De aquel sorbo sólo me quedó un sabor amargo.
El sorbo era tan fuerte que se arraigó en cada una de mis células, fundiéndose con mi sangre y siendo ahora azúcar para mi organismo.
Azúcar potencial y propicia para la holgura de mis creaciones.
Ese maldito azúcar que da rienda suelta a mis pasiones.
Azúcar sátiro, azúcar piadoso.
Llamémoslo sólo azúcar.Y de repente un hombre irrumpe contra las paredes de porcelana de mi taza-casa, las toma arbitrariamente. Descortés y sin permiso alguno. Un hombre cuyo rostro no logro reconocer.
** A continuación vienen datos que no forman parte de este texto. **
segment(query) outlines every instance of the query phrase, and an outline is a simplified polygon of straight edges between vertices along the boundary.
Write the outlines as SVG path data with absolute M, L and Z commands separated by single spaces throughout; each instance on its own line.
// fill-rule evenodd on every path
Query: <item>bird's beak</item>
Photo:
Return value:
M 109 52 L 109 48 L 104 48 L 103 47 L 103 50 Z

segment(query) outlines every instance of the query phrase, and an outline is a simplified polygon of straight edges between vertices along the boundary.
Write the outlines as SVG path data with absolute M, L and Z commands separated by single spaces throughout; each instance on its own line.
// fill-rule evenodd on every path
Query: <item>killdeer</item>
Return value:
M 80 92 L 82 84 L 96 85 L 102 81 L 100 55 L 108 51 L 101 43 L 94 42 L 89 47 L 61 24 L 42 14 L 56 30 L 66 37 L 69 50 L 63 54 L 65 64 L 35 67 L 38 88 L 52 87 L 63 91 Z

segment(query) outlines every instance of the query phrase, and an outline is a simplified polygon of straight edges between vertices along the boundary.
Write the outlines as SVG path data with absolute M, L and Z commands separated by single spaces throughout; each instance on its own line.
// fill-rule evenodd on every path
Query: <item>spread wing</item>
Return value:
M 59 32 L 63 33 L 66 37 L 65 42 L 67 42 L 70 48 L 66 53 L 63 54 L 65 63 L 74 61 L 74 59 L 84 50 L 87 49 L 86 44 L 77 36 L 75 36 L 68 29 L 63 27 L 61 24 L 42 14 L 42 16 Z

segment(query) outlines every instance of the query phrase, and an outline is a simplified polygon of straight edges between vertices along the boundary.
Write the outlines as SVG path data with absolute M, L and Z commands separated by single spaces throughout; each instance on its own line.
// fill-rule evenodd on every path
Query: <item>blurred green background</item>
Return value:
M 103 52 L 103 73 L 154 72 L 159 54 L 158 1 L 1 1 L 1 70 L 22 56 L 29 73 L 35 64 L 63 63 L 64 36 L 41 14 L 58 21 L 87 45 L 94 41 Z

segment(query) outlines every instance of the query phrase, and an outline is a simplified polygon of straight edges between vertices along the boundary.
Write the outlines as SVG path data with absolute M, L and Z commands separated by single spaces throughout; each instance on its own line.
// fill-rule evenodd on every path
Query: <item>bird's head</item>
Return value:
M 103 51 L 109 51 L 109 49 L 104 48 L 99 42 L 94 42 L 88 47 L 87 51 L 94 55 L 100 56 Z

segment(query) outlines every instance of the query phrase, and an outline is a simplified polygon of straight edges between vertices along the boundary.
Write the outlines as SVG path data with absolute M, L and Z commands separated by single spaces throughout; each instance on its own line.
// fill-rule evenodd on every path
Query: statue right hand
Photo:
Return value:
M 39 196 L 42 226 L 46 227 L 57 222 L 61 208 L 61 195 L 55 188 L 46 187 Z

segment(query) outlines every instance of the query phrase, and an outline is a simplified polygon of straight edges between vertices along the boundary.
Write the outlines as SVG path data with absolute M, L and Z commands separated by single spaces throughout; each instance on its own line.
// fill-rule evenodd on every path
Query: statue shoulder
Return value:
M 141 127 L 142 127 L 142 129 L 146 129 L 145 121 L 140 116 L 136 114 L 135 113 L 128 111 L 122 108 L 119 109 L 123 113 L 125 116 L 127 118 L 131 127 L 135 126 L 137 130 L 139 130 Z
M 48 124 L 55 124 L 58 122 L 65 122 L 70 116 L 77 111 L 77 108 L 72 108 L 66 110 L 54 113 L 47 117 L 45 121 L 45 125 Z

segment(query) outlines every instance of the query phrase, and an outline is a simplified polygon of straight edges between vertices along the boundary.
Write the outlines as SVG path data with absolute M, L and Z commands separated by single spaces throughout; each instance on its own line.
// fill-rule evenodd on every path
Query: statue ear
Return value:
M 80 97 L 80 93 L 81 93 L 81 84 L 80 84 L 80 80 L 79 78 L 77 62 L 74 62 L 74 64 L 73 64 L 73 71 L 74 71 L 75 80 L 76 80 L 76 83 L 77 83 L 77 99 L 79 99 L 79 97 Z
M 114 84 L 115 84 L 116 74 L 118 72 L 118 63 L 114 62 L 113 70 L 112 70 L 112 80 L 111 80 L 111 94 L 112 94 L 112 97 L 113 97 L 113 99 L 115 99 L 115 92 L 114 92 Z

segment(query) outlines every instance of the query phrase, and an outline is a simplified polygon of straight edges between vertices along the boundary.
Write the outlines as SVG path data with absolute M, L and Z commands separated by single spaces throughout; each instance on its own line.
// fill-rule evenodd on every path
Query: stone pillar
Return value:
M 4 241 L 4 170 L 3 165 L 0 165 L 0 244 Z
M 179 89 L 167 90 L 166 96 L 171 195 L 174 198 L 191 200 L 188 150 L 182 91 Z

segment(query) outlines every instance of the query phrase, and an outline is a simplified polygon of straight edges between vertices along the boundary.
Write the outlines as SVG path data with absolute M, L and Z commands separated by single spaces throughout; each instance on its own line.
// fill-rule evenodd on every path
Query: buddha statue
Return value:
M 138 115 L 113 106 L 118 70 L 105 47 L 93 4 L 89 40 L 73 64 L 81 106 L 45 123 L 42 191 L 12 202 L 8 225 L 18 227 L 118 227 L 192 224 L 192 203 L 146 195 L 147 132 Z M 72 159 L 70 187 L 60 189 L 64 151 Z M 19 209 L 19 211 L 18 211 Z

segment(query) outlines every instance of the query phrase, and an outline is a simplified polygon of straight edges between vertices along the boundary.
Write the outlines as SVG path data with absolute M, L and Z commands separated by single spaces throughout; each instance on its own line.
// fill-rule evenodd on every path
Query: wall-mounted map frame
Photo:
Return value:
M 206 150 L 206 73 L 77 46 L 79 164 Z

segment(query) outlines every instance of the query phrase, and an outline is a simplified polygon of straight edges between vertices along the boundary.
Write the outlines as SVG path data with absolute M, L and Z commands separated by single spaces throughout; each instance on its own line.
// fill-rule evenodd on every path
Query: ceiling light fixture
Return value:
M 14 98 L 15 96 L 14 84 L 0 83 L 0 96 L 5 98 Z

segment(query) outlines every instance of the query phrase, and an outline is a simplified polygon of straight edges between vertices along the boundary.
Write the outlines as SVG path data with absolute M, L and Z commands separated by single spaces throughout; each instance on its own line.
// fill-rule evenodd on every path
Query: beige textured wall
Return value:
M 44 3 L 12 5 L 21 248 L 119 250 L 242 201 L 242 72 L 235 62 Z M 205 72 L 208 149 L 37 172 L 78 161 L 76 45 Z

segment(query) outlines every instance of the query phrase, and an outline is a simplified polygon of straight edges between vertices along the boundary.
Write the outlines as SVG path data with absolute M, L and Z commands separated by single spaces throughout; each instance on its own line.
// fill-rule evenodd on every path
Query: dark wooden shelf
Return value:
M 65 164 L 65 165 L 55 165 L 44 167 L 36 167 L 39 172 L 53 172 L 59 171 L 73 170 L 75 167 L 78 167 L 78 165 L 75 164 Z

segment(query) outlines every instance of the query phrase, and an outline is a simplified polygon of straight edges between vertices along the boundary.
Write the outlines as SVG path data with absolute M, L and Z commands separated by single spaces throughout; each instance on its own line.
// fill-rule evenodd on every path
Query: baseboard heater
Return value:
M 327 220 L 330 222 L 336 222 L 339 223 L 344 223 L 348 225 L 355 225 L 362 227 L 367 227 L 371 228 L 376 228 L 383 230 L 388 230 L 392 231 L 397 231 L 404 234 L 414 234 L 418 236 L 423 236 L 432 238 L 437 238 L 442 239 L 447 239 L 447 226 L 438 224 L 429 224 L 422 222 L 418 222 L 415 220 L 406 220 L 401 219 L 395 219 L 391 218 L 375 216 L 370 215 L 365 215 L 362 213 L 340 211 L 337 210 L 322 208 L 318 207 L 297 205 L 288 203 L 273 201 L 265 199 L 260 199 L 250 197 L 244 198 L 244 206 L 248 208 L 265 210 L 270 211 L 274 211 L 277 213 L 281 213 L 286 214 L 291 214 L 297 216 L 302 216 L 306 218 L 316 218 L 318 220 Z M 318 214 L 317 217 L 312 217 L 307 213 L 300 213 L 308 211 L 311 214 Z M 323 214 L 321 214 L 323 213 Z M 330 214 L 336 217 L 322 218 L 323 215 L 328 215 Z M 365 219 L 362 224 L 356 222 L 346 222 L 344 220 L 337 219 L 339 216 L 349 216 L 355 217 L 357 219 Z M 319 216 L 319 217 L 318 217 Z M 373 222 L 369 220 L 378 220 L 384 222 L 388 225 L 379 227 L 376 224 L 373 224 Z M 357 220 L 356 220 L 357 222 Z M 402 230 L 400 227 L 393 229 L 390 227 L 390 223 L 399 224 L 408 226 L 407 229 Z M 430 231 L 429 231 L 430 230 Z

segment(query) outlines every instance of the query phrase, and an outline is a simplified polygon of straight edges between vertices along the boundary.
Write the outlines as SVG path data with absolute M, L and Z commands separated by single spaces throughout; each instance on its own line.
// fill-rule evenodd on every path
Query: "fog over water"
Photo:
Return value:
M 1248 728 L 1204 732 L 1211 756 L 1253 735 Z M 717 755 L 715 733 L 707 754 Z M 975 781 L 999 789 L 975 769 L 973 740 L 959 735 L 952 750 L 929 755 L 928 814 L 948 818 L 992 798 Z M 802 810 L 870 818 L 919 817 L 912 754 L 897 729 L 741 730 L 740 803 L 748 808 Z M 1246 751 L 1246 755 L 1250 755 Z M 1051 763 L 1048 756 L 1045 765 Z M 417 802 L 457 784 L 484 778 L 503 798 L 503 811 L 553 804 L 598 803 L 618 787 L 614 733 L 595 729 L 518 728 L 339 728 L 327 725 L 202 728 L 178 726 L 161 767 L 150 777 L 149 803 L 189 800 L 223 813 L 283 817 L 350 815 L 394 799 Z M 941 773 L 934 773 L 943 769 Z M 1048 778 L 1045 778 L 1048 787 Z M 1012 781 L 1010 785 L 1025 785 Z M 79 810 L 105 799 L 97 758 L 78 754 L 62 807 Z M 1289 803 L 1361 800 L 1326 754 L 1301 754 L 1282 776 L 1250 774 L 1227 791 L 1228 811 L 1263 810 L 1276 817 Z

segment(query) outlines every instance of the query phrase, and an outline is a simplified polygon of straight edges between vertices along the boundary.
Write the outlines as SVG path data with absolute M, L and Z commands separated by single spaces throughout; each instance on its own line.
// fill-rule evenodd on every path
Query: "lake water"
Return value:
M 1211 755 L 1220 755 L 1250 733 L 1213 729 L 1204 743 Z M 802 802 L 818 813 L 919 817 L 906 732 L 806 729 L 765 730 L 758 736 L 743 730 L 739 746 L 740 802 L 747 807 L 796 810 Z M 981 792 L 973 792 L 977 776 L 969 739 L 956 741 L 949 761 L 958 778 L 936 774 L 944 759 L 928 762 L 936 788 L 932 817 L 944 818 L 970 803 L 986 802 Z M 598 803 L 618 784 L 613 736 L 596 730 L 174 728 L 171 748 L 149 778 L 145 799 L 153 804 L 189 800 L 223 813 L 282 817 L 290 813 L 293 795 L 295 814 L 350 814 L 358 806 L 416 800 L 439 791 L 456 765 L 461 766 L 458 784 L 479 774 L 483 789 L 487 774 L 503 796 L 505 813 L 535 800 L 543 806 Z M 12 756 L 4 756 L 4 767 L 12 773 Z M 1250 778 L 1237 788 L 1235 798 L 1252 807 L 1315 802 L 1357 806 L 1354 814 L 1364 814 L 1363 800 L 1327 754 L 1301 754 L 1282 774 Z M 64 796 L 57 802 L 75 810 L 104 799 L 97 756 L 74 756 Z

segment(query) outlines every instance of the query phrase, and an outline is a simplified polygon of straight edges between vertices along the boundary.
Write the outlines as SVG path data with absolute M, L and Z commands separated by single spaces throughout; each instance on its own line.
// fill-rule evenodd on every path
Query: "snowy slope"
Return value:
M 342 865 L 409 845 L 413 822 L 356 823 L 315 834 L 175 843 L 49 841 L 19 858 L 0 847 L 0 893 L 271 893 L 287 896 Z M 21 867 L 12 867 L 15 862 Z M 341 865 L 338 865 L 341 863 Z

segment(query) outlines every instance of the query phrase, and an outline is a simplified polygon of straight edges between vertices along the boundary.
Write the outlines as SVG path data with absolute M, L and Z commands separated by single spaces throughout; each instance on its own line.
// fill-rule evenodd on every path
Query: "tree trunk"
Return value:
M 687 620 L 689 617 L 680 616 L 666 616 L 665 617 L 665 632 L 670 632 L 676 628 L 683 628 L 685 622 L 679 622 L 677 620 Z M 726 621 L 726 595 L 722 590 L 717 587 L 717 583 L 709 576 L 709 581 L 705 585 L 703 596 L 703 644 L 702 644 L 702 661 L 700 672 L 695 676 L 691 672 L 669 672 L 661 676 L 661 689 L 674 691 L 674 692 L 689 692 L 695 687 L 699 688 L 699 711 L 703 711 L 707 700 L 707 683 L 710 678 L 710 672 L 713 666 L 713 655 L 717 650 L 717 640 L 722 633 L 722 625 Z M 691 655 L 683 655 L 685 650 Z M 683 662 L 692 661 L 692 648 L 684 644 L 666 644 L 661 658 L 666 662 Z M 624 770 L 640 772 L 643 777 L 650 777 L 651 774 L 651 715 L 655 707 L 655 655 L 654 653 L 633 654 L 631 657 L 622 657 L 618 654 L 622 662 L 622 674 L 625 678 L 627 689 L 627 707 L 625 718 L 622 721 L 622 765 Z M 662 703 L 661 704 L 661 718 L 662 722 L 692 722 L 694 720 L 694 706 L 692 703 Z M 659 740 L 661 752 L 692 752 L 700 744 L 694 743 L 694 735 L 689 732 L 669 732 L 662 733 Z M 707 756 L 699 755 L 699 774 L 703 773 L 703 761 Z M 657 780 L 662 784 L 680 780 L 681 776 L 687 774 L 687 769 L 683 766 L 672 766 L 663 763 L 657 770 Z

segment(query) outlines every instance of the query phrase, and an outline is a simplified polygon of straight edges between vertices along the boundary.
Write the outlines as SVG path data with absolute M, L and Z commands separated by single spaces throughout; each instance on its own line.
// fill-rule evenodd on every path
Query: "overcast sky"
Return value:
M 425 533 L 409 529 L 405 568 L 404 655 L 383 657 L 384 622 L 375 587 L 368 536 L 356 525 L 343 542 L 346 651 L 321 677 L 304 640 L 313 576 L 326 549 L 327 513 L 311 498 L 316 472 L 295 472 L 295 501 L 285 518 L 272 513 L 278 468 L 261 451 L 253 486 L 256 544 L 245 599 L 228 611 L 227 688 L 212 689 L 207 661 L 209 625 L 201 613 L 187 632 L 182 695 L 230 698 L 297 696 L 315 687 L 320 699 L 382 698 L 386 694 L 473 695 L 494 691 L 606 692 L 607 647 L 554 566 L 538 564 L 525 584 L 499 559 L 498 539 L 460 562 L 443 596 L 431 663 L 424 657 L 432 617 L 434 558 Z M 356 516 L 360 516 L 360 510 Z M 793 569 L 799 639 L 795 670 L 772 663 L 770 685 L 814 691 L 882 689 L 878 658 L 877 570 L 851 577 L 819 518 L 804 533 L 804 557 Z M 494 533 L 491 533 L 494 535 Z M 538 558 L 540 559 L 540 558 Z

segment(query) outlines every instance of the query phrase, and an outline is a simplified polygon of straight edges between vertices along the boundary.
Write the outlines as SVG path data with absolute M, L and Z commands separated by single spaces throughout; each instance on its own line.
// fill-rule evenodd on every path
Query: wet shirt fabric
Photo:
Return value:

Toma una cucharita ¡Una maldita cucharita para un azúcar maldito!
Y yo, que estoy en el fondo, a la izquierda y a la derecha de la taza, sólo puedo tratar de quemarle la lengua con mi agua hervida.
Pura y exclusivamente como acto de venganza, lo que cualquier intelectual podría llamar una acción social afectiva.
Y yo veo los labios de ese humano que me es tan desagradable lamiendo líbidamente a la maldita cucharita y que bosqueja una carcajada dejándola del lado de la servilleta de seda. Toma el platito, toma la taza y ¡glup!
Yo, ya soy un sorbo engullido por un hombre empedernido en saciar su sed.